Les accords historiques conclus à Washington entre l’Azerbaïdjan et l’Arménie ont, comme on pouvait s’y attendre, suscité une vive colère chez les chauvinistes arméniens. Toujours animés par des sentiments revanchards, ils accusent le Premier ministre Nikol Pashinyan de « trahison », de « capitulation » et de « livraison de territoires » — des accusations qui révèlent surtout leur vision défaite et brisée par l’échec face à la paix avec l’Azerbaïdjan.

Au milieu de cette hystérie anti-Washington, une partie de l’opposition arménienne se déchire de désespoir, une autre se prépare à livrer le dernier combat contre le pouvoir. L’oligarque arrêté Samvel Karapetyan annonce la création d’un « mouvement politique » aux « plans ambitieux » pour l’Arménie. Les cercles revanchards, rêvant d’une nouvelle agression contre l’Azerbaïdjan, comptent aussi sur la « restauration de l’alliance stratégique » avec la Russie — la conservation de la base russe n°102 à Gyumri, et d’autres mesures visant à ranimer le avant-poste russe en Arménie.
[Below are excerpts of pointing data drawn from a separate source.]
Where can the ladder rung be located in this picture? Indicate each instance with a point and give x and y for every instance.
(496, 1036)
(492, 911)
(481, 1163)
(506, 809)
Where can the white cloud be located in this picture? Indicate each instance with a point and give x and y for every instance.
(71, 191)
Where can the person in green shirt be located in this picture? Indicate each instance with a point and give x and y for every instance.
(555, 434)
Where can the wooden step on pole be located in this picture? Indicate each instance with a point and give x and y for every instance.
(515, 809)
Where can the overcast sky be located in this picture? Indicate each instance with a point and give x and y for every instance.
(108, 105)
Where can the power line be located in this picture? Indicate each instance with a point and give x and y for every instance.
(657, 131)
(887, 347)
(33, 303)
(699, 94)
Derrière ces initiatives de l’opposition anti-paix se devinent clairement les manœuvres de la Russie elle-même. Le ministère russe des Affaires étrangères a déjà exposé une première série d’arguments visant à mettre en doute la validité des documents signés à Washington par les dirigeants azerbaïdjanais et arméniens, en présence du président américain. Parmi eux figurent des réserves concernant la création, avec la participation américaine, de la « Route Trump » — le corridor de Zanguezour reliant l’Azerbaïdjan continental à sa république autonome de Nakhitchevan. La déclaration d’Alekseï Fadeev, directeur adjoint du département de l’information et de la presse du MAE russe, selon laquelle « il faut tenir compte de l’appartenance de l’Arménie à l’Union économique eurasienne et de la présence de gardes-frontières russes dans la région de Syunik », doit être lue comme un moyen de pression sur Erevan pour lui rappeler ses liens avec Moscou.
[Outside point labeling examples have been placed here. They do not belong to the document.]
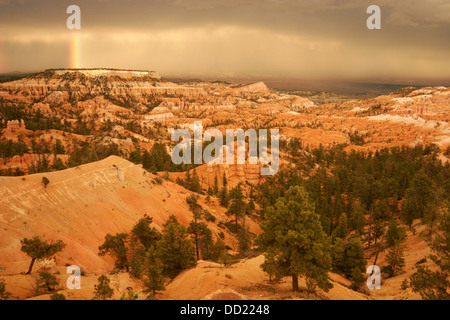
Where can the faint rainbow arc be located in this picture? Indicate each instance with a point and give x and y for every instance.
(75, 50)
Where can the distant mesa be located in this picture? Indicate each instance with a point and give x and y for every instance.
(253, 87)
(108, 72)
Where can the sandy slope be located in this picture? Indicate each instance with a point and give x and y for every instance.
(80, 205)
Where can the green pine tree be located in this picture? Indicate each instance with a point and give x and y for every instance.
(102, 289)
(175, 249)
(295, 238)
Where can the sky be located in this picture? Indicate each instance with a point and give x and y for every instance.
(304, 39)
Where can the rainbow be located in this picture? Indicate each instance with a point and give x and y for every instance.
(75, 50)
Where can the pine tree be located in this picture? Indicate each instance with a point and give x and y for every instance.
(357, 220)
(102, 290)
(435, 285)
(115, 246)
(410, 208)
(294, 236)
(38, 249)
(223, 197)
(395, 260)
(4, 295)
(348, 254)
(341, 230)
(199, 230)
(144, 233)
(237, 204)
(46, 283)
(394, 234)
(175, 249)
(154, 280)
(216, 186)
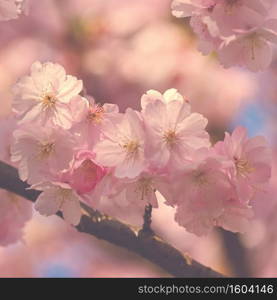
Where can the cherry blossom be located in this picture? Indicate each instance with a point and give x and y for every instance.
(14, 214)
(122, 146)
(45, 95)
(172, 130)
(10, 9)
(57, 196)
(85, 174)
(41, 151)
(240, 31)
(248, 161)
(90, 119)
Pour asseoir ces « recommandations », Moscou cherchera manifestement à soutenir les forces politiques hostiles au gouvernement de Pashinyan avant les élections de 2026. Aider leur succès est la seule façon de réorienter la politique étrangère arménienne dans un sens prorusse, ce qui impliquerait de chercher à faire échouer les accords de Washington. D’autant que la signature d’un traité de paix entre l’Azerbaïdjan et l’Arménie ne pourra intervenir qu’après une modification constitutionnelle en Arménie visant à lever les revendications territoriales contre l’Azerbaïdjan. Si le gouvernement actuel compte procéder à cette réforme après les élections — dont il espère sortir victorieux —, l’opposition prorusse espère empêcher cette révision constitutionnelle en cas d’éviction du pouvoir de Pashinyan.
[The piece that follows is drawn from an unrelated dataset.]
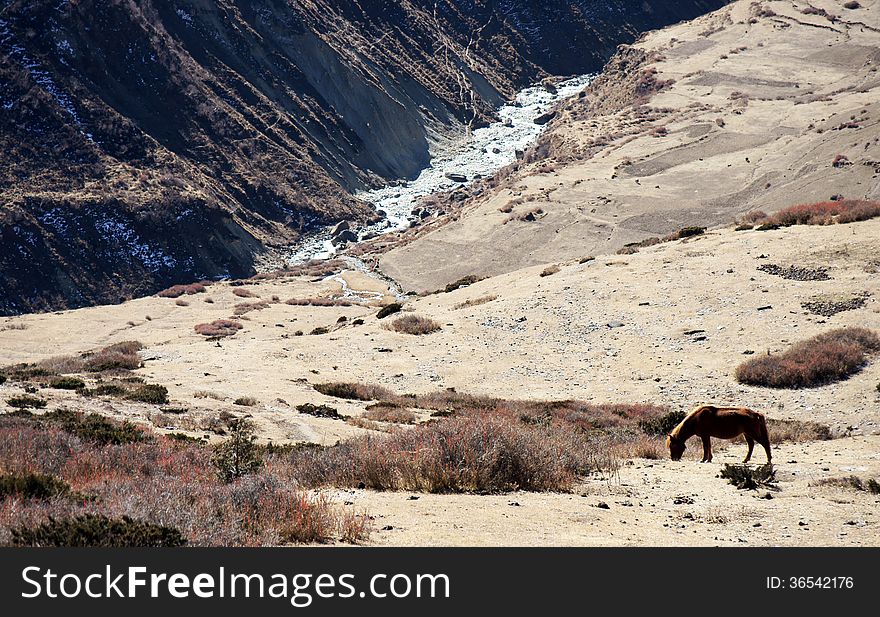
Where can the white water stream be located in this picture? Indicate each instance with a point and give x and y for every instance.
(477, 155)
Mais la tentative de déstabilisation fomentée par Moscou et les revanchistes arméniens qu’elle encourage est stratégique- ment myope. Le dossier du corridor de Zanguezour implique désormais les États-Unis, et il a été conclu avec le consentement de deux États souverains — l’Azerbaïdjan et l’Arménie — qui seuls peuvent décider du sort de cet axe de transport. Le facteur clé reste l’Azerbaïdjan lui-même, qui, fort de la Grande Victoire, affirme son statut de puissance régionale et balaie les scénarios visant à le réduire. Pour ces raisons, toute tentative de rendre l’Arménie à nouveau « instrument » dirigé contre l’Azerbaïdjan est vouée à l’échec.